You could hear that on her "Agitrock", and you can still see it impressively on the paper thought game that was created a good ten years later and is shown here from a worksheet for the play "March Storms" in 1981. It refers to the so-called Kapp Putsch of 13. March 1920 and the following Ruhr workers' uprising, combined with the West German present: "The activist theater group performed the uprising as a local revue, interviewed recent contemporary witnesses and was so successful that the 'March Storms' kept coming back to the stage.

It was a piece of left-wing Heimatliteratur," explains Gunilla Eschenbach,

A play on words from the Thirty Years' War

The historical reference, according to Eschenbach and Richter, is “surrounded by barricades of words, syllables, sprinklings.

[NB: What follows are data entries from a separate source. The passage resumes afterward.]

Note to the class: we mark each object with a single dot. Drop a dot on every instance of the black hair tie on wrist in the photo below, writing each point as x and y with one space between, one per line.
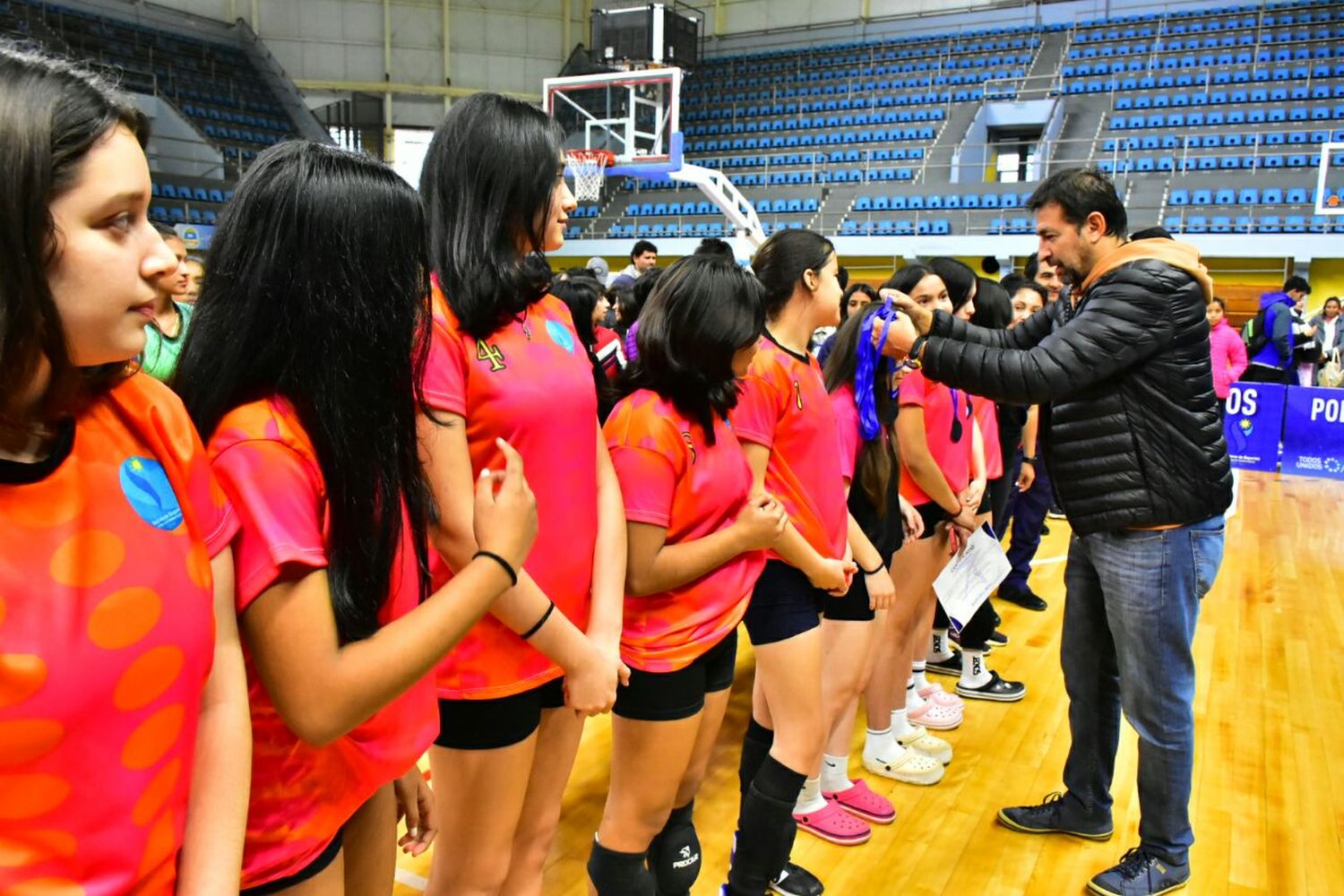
508 570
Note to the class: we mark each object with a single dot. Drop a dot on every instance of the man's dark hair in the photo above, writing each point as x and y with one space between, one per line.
715 247
1080 193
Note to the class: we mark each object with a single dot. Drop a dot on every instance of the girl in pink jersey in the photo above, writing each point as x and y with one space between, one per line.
505 360
124 755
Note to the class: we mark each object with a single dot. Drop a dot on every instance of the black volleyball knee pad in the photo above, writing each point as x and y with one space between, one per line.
675 853
618 874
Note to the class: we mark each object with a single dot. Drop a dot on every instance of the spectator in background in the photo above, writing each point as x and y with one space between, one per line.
1271 344
172 316
644 257
1228 351
195 273
1046 274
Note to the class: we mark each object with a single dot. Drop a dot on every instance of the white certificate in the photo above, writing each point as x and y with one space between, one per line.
967 582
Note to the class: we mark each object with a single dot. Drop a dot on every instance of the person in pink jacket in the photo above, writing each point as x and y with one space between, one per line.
1228 349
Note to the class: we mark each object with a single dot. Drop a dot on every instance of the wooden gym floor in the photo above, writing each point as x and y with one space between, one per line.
1269 778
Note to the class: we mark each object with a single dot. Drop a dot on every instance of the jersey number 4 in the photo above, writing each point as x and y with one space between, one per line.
492 354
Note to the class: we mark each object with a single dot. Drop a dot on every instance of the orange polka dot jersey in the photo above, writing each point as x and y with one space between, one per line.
785 408
303 794
530 383
107 638
672 478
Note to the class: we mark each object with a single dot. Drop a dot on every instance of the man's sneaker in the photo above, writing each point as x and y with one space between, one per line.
1140 874
1023 597
996 688
796 882
1045 818
949 667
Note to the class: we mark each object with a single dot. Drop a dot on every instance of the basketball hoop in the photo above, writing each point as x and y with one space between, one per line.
589 168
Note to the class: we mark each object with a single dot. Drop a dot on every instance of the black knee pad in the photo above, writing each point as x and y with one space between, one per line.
618 874
675 853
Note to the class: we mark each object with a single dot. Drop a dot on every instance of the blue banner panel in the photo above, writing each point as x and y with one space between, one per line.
1254 424
1314 433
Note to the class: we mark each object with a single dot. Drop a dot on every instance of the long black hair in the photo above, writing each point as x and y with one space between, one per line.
319 293
488 180
51 115
782 260
702 312
878 468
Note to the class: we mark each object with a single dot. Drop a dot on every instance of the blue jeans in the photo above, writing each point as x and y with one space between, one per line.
1027 513
1132 599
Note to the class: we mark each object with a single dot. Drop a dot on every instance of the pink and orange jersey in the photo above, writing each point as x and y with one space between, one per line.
672 478
107 638
943 408
530 383
303 794
986 416
785 408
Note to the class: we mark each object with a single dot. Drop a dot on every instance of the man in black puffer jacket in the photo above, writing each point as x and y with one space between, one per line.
1137 457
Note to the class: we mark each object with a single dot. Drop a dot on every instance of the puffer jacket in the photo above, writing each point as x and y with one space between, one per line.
1133 437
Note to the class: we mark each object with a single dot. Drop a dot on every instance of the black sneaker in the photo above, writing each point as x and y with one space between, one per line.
1023 597
1045 818
949 667
1140 874
997 689
796 882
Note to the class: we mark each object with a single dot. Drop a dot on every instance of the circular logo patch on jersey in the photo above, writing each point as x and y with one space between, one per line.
561 336
150 493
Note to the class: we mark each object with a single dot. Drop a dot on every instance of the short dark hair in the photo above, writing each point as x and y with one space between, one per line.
717 247
784 258
491 172
702 312
1080 193
53 113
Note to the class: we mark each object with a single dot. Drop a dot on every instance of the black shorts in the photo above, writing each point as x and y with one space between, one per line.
932 514
852 606
491 724
784 605
309 871
667 696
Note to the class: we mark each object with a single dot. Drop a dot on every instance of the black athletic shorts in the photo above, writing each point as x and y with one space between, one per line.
667 696
852 606
932 514
784 605
489 724
309 871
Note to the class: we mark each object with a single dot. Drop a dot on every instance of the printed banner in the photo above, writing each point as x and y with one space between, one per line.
1314 433
1254 425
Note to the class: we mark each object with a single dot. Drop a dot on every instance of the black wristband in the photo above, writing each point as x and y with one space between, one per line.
510 570
539 622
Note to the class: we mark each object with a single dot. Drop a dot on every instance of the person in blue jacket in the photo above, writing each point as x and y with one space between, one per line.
1271 347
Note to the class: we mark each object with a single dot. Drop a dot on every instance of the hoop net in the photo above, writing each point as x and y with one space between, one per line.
589 169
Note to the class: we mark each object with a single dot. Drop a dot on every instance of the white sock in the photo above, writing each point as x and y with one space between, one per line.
900 723
835 774
879 743
938 648
921 678
973 672
809 798
913 699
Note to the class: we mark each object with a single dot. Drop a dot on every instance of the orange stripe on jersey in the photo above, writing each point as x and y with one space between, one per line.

Rio Reiser smashes the date into sonic and semantic shards.

It seems as if he was looking for rhyming words, an anarchic appropriation of the historical event;

from a distance a literary quotation sounds.

The combination of the god of war 'Mars' and the art 'Ars' comes from Gregor Greflinger's poem 'Mars is now in Ars' from the 17th century.

Already here, against the backdrop of the Thirty Years' War – long before the subculture's affect against elitist 'art shit' – 'Ars' was roughly burlesquely combined with the Old High German 'Arsch'.” With the association “KAPUTT-SCH/KAPPUCI-NO!!! Reiser also rebels “against the cappuccino as a symbol of a hedonistic easy life”, according to the authors:

"Punk shouldn't be the icing on the cake!

And weren't the 1980s," they ask, "the watershed in which a part of the 'lifestyle left' (Wagenknecht) avanti lettera discovered Tuscany as a real, existing utopian place, complete with the first 'little pleasure for the day' (Nietzsche), the frothed milk drink in the morning?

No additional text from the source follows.